What benefit or advantage this tragicomic curtain-raising will have for those paying rent or mortgages, building equity and fulfilling careers, schooling their children, or caring for the elderly remains to be seen. But that is part of the travel involved for everyone.

"What living and varied speech is always vibrating here," poet Walt Whitman observed long ago, sounding like a lyrical cabdriver. "What howls restrain'd by decorum!"

Heavyweight boxing champ Sonny Liston also weighed in on the vaunted and prized humanity that surrounds and coexists with us: "People crazy."

But are we better off looking the other way? Let's assume, like Whitman and Liston, that we're not.

Since November, just what has been learned by this driver/columnist that cannot be learned anywhere else except in a taxicab? A few things are mentionable for now, to be elaborated perhaps in future columns.

• Never did I guess or realize that drug abuse was so widespread and encompassing, until I started driving a taxicab. Calls to hospitals, rehab centers, social service and detention facilities, and private homes have resulted in disturbing recognition of this fact, and of the casual flair with which drugs are consumed, distributed and discussed by those involved. It is treated like a business, and ironically provides an appreciable type of higher education to boot: Drug dealers and their minions often possess impressive intellectual and reasoning abilities, and make for stimulating conversational exchanges with regard to business and current affairs.

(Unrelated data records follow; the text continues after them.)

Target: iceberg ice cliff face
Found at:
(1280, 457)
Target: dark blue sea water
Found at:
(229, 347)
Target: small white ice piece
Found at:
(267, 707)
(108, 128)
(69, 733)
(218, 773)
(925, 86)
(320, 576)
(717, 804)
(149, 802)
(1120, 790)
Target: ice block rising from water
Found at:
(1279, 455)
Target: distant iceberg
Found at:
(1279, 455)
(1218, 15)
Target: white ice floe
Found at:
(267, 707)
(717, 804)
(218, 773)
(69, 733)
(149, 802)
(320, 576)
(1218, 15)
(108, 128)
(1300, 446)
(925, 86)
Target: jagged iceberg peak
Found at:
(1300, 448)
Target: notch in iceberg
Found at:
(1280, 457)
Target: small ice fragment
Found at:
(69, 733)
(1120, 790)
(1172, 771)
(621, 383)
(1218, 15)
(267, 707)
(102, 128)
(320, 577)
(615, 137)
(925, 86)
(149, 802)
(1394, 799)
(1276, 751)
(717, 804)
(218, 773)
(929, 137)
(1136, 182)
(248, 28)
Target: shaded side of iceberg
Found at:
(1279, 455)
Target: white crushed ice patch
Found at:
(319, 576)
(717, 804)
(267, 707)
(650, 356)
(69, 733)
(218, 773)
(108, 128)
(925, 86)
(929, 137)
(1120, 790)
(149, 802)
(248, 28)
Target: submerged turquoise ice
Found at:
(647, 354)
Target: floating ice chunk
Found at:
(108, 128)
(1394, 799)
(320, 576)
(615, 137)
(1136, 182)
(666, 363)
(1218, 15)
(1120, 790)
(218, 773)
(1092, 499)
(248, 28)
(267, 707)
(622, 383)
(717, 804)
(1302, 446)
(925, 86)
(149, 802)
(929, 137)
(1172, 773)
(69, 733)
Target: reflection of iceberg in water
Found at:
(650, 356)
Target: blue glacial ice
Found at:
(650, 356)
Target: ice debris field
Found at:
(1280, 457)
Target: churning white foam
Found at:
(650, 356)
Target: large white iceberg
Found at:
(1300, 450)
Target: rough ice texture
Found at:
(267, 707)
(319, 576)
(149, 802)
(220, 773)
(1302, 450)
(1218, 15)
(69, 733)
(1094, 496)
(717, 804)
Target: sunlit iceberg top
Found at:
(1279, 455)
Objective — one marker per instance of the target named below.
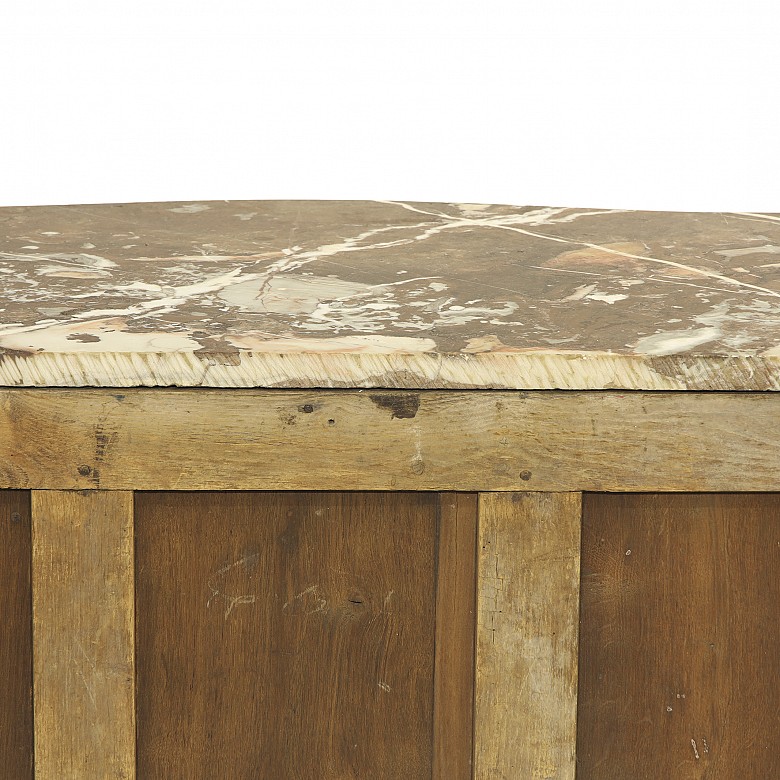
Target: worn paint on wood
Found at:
(83, 635)
(286, 634)
(679, 670)
(349, 440)
(453, 727)
(526, 684)
(16, 717)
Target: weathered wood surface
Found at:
(16, 717)
(83, 635)
(456, 578)
(286, 635)
(350, 440)
(528, 613)
(679, 669)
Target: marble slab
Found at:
(388, 294)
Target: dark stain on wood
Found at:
(16, 714)
(284, 634)
(402, 405)
(680, 629)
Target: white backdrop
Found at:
(662, 105)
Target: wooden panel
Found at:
(456, 579)
(526, 689)
(16, 719)
(366, 440)
(680, 670)
(83, 635)
(291, 635)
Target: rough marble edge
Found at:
(538, 370)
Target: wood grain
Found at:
(680, 672)
(456, 578)
(16, 718)
(164, 439)
(83, 635)
(285, 635)
(526, 685)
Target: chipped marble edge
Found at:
(536, 370)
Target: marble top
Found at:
(388, 294)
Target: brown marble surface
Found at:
(388, 294)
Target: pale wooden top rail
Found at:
(388, 294)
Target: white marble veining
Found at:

• Still economically speaking, and answering a question most commonly asked of drivers, the distance between a Colorado Springs cab driver and the unfortunates crowding our homeless shelters is about arm's length. It's as if some pitiless invisible beast descends Pikes Peak every night to rend, dismember and devour anyone so naïve and unsuspecting as to believe in a middle-class version of the American Dream. Cabdrivers, as total realists, may have escaped this harrowing fate, but barely, to live another day.

• Another item: the unimaginably bad body odor of occupants from time to time, the pungent "smell of mortality" that King Lear whiffed before expiring in the Bard's greatest tragedy. When the cab door closes shut, a driver is vacuum-sealed with the active ingredients of a stranger's bodily fluids. Nothing animal, vegetable or mineral, however sulfurous or decayed, can wreak havoc with one's insides quite like the secretions of sweat, urine and anything else that can cling to an untended human body. It's shocking, and enough to stagger a goat.

Leaving things here for now, perhaps it's best to let the column begin and take shape on its own. A typical shift from, say, 9 p.m. till 7 the next morning, or longer, will include from 12 to 20 trips, with twice as many riders on board. Those are pretty good odds for at least two memorable incidents per shift, though only one will make it to this page each week. What's it going to be?